ちっげーよマジで3次元で君とどのヒロインいたんだよ!ミルクティ飲んでカロリンメイトをかみかみしてた!


162.名無し

まじか!作中CG再現か!てかコンビニって事は外だよね?ゲリラ?それってどうよ。


163.名無し

イベントの列に並んでなかったよ〜


164.名無し

開場しても動いてないし、一般人っぽー


165.名無し

マジか。天然か。天使か。


166.名無し

誰か誘えよ、同志にしてしまえよ?え?俺?そんな勇気は洗面所に洗い流してきたよ。


167.名無し

あーはい。お疲れ。まぁ一般参加も出来るし、来たら暖かく迎えてあげよ?ね?


168.名無し

異議なし!


169.名無し

異議なし!


------ーーーーーーーーー


だいぶ列がはけてきた。開場から1時間が経過しても、馨は動けないでいた。


こ、ここまで来て怖気つくとか。。

知り合いがいない事を願いつつ、知り合いがいないからこその入り辛さ。

会場へ向かう人は、みんな数人のグループで入場していく。


どうしよう。帰ろうかな?衝動的に今日来てみたけど、やっぱ良く考えてから来ればよかった。

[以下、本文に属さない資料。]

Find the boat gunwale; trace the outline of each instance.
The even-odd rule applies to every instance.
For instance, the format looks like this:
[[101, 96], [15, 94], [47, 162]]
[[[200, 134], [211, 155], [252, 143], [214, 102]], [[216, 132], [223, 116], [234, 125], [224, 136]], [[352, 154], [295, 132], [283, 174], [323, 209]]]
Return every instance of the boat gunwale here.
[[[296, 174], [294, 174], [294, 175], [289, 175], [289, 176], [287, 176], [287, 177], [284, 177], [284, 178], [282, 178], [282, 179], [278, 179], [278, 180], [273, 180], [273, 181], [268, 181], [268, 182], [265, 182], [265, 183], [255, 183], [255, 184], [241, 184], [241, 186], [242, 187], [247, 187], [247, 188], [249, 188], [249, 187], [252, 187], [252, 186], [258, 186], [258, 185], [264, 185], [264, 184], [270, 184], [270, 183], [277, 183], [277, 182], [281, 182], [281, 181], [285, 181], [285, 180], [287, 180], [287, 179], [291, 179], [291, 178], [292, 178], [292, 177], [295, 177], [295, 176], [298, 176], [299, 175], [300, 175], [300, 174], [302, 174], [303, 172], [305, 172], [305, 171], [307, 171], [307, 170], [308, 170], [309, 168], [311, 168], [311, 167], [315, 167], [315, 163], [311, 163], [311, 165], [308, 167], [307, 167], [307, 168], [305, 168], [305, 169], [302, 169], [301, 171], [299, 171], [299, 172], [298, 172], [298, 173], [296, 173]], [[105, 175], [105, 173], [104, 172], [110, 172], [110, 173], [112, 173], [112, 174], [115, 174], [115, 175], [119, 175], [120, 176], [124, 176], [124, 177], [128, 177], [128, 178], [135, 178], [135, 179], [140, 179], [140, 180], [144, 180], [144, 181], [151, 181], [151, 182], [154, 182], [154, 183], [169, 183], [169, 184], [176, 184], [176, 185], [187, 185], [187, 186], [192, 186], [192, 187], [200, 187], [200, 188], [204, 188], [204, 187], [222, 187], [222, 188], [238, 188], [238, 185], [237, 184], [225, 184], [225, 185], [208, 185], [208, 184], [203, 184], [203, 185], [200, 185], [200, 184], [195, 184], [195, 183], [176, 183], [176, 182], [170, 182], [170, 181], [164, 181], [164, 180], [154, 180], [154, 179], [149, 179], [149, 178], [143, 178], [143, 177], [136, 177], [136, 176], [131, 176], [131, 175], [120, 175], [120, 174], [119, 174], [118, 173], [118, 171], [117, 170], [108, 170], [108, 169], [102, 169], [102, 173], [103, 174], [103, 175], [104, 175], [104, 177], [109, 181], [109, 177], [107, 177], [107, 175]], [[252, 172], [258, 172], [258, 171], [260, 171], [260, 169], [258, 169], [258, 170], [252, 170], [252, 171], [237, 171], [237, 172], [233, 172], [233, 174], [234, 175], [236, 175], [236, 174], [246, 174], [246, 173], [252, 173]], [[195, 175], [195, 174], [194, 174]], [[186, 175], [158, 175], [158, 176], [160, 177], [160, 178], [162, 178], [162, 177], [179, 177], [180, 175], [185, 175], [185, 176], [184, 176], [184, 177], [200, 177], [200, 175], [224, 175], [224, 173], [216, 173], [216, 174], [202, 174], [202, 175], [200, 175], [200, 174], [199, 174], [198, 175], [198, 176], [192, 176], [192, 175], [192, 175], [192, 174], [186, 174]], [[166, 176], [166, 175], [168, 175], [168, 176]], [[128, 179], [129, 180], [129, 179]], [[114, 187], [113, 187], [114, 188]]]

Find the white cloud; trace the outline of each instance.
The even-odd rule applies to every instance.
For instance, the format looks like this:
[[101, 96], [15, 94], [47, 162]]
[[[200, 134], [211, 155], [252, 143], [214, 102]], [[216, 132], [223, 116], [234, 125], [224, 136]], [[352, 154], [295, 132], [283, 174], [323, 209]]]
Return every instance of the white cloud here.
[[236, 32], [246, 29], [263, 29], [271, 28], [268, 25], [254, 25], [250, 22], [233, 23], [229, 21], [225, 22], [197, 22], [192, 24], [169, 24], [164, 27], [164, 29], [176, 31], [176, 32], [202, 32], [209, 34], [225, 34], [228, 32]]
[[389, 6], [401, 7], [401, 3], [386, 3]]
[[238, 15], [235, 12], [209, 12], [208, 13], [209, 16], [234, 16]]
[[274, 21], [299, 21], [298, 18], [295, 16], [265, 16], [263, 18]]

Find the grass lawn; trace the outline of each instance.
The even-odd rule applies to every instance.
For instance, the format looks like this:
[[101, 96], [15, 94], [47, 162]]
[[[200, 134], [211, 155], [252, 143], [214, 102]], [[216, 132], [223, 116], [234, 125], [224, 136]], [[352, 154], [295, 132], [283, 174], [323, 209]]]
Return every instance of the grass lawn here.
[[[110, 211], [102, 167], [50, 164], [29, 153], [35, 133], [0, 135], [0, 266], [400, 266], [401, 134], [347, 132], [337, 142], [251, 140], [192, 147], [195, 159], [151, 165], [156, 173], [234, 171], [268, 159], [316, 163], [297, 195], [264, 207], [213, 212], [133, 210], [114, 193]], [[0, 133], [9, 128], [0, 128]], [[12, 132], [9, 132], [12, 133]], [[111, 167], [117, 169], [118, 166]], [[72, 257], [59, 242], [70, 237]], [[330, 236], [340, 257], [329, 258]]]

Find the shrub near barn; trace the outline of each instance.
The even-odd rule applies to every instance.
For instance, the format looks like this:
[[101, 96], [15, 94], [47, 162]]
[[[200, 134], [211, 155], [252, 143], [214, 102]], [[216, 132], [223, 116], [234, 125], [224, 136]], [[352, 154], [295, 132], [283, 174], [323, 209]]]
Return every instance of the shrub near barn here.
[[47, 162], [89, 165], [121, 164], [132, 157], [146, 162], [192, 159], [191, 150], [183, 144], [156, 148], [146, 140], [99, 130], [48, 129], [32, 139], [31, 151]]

そんな後悔と行ってみたいという気持ちで、頭がぐるぐるしている。


ふと顔をあげると、高身長な男の子が不審者ばりに会場前をうろうろしていた。


あの人も入りたいのかなぁ。


そう思うと同じ気持ちの人がいると安堵した。馨はてとてととその人に近づいた。

「あの!イベントの参加者さんですか?」

知らない人とのコミュニケーション。

かなり、キツイ。同性相手でも顔が熱くなる。

「え?あ、あー。そうだよ。そう。これから行こっかなーってな。」

「あ、そうなんですね!僕も今日初めて参加しようと来てみたんですが、入り辛くて。お一人です?」

「一人だよ。俺も初参加なんだけど同じく入りづらくてね。」

おお!同志!

「なら一緒に行きませんか?僕は馨といいます。」

「俺は滝よろしくな」


これが、僕と滝との初めての出会いであった。